This is my last official week of the DREU program but I’m still going strong and plan to continue it through the school year, and into next summer. This program has made me so much more confident in my ability to research and I’m so thankful for the opportunity I was given. I can’t even begin to say how much I love what I’m doing, and the fact that I’m being paid to do what I love by a wonderful program makes it even better.
My classifier is almost ready for a final run through, but I’m a perfectionist who will still be toying with it for the next few weeks before classes start up again. However, we’ve built up a satisfactory training sample and we found a new direction to present this research. Instead of focusing on the ML model, we’re focusing on the creation of the sample training set.

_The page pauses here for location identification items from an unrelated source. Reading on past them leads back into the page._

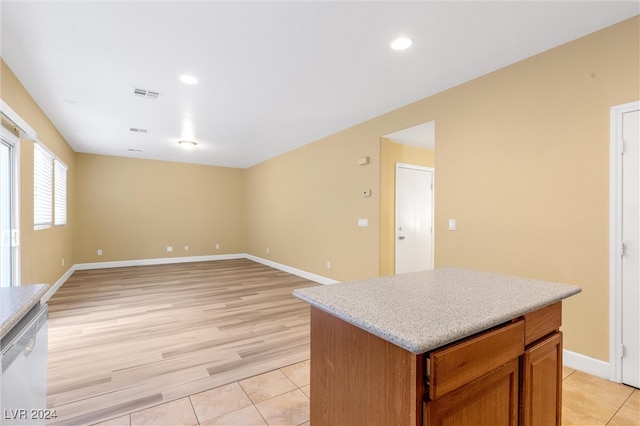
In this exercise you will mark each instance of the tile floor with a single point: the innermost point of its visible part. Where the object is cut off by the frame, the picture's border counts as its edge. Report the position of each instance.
(281, 397)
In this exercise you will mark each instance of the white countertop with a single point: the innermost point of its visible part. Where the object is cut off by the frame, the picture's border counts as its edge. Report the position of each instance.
(422, 311)
(15, 302)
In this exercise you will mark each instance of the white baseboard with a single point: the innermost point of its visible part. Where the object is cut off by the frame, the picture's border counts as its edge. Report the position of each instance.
(167, 260)
(57, 284)
(586, 364)
(156, 261)
(299, 272)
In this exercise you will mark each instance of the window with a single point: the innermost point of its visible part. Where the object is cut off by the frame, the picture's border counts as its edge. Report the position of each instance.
(59, 193)
(49, 189)
(42, 187)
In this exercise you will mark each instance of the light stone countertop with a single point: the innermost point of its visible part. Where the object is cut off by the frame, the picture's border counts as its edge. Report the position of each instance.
(15, 302)
(422, 311)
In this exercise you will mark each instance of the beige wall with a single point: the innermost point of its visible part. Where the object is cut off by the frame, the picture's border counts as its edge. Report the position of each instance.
(41, 251)
(305, 205)
(390, 154)
(522, 164)
(133, 209)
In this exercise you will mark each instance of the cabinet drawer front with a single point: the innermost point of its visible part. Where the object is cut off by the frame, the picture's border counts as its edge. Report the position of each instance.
(460, 363)
(542, 322)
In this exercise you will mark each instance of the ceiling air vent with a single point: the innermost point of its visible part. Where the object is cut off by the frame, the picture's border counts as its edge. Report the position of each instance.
(147, 94)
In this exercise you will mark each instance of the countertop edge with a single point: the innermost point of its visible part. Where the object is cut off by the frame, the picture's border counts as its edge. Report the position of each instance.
(418, 342)
(22, 299)
(437, 341)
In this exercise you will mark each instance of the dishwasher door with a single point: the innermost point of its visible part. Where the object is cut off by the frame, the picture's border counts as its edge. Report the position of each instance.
(23, 382)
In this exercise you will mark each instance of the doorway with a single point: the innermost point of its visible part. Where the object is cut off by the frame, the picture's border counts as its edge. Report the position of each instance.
(414, 218)
(414, 145)
(625, 243)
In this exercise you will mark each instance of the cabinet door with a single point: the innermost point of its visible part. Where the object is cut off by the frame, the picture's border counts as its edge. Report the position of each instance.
(491, 400)
(541, 389)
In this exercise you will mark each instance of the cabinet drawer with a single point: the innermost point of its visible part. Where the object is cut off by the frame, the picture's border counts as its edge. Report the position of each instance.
(460, 363)
(542, 322)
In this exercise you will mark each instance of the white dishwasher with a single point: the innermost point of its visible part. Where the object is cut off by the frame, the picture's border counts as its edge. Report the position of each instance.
(23, 381)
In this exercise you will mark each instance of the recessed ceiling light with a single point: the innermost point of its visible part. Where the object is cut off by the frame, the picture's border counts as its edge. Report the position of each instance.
(401, 43)
(187, 144)
(188, 79)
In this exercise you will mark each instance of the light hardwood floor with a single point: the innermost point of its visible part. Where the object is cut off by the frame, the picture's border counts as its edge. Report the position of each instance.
(124, 339)
(120, 339)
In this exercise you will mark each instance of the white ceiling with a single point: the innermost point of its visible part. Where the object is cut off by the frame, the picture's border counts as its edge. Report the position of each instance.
(423, 135)
(272, 75)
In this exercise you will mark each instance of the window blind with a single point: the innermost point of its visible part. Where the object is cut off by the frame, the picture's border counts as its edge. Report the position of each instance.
(42, 187)
(59, 193)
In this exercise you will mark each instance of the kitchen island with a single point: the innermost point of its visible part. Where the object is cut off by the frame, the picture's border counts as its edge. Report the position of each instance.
(448, 346)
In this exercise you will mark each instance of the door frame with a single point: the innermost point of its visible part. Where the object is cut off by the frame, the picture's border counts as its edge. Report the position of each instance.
(14, 142)
(615, 238)
(395, 219)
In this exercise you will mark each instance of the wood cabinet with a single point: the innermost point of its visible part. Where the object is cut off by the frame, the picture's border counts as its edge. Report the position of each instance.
(491, 400)
(507, 375)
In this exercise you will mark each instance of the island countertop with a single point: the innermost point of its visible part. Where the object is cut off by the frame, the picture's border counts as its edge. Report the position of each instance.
(422, 311)
(15, 302)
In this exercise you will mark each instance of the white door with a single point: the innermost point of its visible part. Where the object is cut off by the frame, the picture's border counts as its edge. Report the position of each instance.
(631, 248)
(9, 254)
(414, 218)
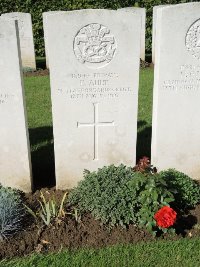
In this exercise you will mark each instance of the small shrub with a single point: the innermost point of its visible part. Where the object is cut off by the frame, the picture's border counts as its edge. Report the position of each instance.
(12, 212)
(186, 190)
(120, 196)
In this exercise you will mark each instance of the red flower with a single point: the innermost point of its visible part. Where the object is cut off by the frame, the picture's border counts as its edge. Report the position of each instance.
(165, 217)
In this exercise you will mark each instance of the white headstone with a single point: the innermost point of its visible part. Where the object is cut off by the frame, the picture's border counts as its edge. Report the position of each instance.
(45, 16)
(141, 12)
(15, 166)
(26, 38)
(154, 23)
(94, 67)
(176, 108)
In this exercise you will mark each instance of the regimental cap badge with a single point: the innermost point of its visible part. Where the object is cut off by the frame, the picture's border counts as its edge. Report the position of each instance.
(94, 45)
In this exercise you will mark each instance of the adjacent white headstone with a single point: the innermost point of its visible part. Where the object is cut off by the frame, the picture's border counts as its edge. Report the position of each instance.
(45, 16)
(154, 23)
(176, 108)
(141, 12)
(15, 166)
(26, 38)
(94, 66)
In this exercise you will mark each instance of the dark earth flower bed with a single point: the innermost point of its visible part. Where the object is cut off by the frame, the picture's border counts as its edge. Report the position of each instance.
(85, 233)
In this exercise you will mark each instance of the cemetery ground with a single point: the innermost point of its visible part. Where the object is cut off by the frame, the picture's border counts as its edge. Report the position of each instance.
(87, 233)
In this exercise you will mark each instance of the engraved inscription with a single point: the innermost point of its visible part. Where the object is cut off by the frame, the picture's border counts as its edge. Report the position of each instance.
(188, 80)
(95, 124)
(94, 45)
(95, 86)
(193, 39)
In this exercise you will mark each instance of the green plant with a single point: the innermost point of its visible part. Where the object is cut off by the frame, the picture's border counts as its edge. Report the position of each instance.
(186, 190)
(49, 210)
(151, 195)
(120, 196)
(12, 212)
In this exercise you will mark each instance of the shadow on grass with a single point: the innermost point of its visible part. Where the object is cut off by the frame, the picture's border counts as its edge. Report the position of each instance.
(41, 63)
(143, 140)
(43, 163)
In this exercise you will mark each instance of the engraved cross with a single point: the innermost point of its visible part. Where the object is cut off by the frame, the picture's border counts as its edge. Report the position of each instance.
(95, 124)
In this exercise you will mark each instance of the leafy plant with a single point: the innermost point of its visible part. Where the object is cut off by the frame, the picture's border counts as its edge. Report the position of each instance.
(151, 195)
(119, 196)
(49, 210)
(12, 212)
(144, 166)
(186, 190)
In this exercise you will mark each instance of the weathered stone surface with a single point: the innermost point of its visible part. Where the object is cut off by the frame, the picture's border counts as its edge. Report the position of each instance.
(155, 8)
(176, 109)
(15, 166)
(94, 66)
(141, 12)
(45, 16)
(26, 38)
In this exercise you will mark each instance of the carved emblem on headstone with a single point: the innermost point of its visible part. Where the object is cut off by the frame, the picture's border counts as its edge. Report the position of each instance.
(94, 45)
(193, 39)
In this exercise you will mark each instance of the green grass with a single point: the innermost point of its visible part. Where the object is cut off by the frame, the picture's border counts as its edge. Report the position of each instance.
(183, 253)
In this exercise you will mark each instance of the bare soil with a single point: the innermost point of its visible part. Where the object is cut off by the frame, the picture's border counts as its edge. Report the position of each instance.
(85, 233)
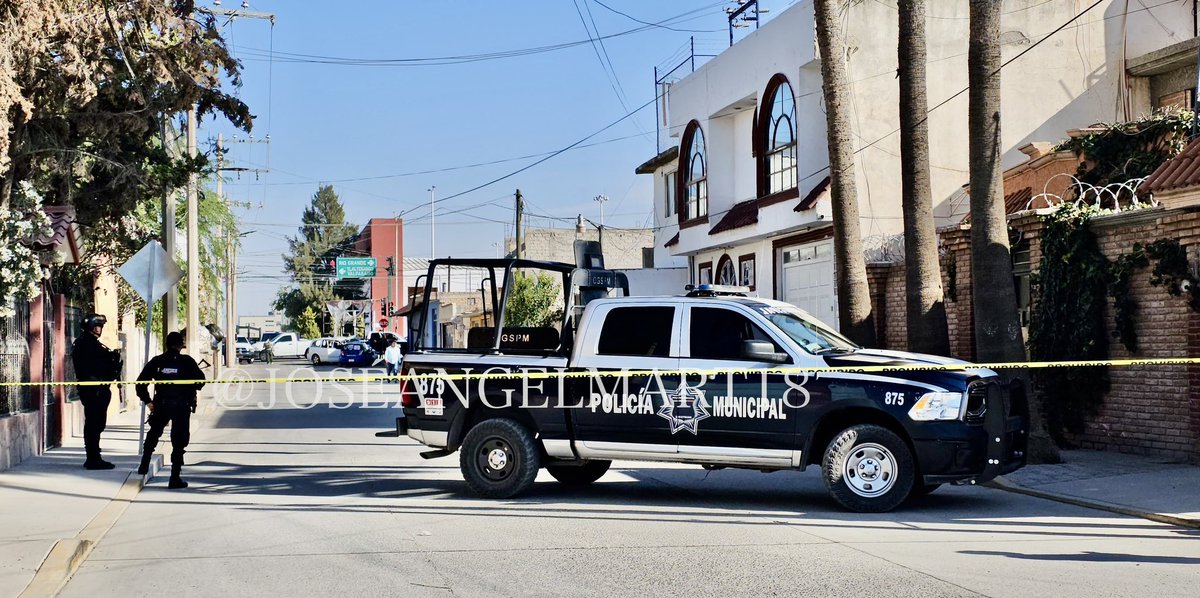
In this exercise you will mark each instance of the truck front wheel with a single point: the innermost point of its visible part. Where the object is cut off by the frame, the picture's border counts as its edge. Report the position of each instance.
(498, 459)
(579, 474)
(868, 468)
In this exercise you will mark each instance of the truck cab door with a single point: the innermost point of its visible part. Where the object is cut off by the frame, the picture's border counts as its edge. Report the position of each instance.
(621, 416)
(753, 417)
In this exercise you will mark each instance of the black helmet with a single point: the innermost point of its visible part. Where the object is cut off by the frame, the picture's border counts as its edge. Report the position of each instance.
(93, 321)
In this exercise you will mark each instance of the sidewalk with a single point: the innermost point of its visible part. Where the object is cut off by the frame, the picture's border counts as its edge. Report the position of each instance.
(1151, 488)
(52, 497)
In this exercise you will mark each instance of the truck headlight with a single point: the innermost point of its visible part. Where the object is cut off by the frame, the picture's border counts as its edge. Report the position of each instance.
(937, 406)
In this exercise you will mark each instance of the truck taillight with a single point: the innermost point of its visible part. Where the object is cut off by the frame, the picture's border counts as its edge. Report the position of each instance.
(405, 399)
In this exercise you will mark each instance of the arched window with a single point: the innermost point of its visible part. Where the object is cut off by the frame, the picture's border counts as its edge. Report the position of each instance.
(777, 138)
(726, 274)
(693, 174)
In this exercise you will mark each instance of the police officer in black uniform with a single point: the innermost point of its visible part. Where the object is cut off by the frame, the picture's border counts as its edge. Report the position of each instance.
(172, 404)
(95, 363)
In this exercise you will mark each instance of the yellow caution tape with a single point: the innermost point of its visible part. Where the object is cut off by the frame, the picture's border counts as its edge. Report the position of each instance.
(621, 374)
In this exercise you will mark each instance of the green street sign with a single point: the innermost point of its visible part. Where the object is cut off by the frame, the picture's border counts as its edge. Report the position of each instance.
(355, 268)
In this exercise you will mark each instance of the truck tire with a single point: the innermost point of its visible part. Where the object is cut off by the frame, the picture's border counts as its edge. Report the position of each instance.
(499, 459)
(579, 474)
(868, 468)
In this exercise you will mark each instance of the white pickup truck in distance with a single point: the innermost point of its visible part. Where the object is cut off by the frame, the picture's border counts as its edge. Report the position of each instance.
(653, 380)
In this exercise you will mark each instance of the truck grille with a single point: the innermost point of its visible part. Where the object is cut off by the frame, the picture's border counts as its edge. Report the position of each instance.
(977, 402)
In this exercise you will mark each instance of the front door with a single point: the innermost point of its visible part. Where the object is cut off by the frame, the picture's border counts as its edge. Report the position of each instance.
(808, 277)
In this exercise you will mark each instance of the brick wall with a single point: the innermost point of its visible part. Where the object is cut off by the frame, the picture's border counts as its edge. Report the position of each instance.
(1149, 410)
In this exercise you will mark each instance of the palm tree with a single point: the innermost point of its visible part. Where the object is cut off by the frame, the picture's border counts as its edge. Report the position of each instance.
(925, 308)
(853, 294)
(997, 328)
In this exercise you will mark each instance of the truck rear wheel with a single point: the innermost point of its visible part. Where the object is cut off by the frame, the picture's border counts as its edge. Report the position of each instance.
(579, 474)
(868, 468)
(499, 459)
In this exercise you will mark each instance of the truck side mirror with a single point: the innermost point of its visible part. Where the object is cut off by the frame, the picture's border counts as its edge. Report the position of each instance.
(762, 351)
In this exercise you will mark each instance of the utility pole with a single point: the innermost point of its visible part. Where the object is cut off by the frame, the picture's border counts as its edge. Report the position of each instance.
(171, 304)
(433, 231)
(193, 246)
(519, 228)
(231, 273)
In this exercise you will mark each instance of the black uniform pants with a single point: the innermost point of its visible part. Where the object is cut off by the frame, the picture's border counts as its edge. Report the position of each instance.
(178, 413)
(95, 417)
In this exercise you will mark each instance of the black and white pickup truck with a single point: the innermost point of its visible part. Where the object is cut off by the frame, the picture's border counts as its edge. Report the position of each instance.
(690, 380)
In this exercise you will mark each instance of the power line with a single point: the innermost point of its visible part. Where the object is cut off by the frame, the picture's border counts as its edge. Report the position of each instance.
(964, 90)
(523, 168)
(635, 19)
(291, 57)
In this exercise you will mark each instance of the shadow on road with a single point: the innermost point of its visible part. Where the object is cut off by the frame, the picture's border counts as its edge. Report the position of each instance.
(1089, 556)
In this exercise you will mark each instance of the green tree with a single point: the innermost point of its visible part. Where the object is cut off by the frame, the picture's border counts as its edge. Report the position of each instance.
(306, 324)
(323, 235)
(533, 300)
(84, 87)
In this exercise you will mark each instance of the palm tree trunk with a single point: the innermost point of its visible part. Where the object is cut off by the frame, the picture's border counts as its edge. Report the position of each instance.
(997, 328)
(925, 308)
(853, 294)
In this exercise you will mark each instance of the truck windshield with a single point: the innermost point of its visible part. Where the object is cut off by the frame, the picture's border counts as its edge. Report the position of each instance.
(808, 333)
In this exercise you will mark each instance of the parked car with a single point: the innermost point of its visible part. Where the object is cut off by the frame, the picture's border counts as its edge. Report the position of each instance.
(358, 352)
(325, 350)
(289, 345)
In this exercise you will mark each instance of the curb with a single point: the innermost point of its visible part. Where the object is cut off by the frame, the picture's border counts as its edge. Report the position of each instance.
(1003, 484)
(69, 554)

Only 2% of the light curves in TESS are the type we want to see. Can you imagine going through hundreds of thousands of plots to look for that 2%? That’s what undergraduates and new graduate students do all the time in astronomy and it’s time we make it better.
So, this research has a new spin and a poster title: Leveraging Statistical Analysis to Develop Labels for Astronomical Time Series Data.
Pretty snazzy, eh? A bit too wordy for my taste, but it was hard to convey what I wanted to! I’ll be presenting my poster at the Grace Hopper Celebration in October and I’ll be submitting it for approval to the American Astronomical Society for their annual winter meeting in January. Wish me luck! (By the way, DREU funded me for Tapia AND Grace Hopper!! I wish I could have done a poster at Tapia but at least I’ll get to show folks what DREU helped me accomplish at GHC!)
Finally, I also plan on using this research when applying for the NCWIT Collegiate Award. Working on this project and doing research for it made me realize that there’s not a lot of work being done in the development of time series training data. We need to ease the burden placed on new academics who are classifying these things by hand day in, day out. My research not only trained my eyes, but it helped me learn actual statistics and metrics of my data. That’s pretty stellar (pun intended) if you ask me!
So thanks again, DREU and Dr. Davenport, for the wonderful summer and I hope y’all will stick with me as I keep this research going.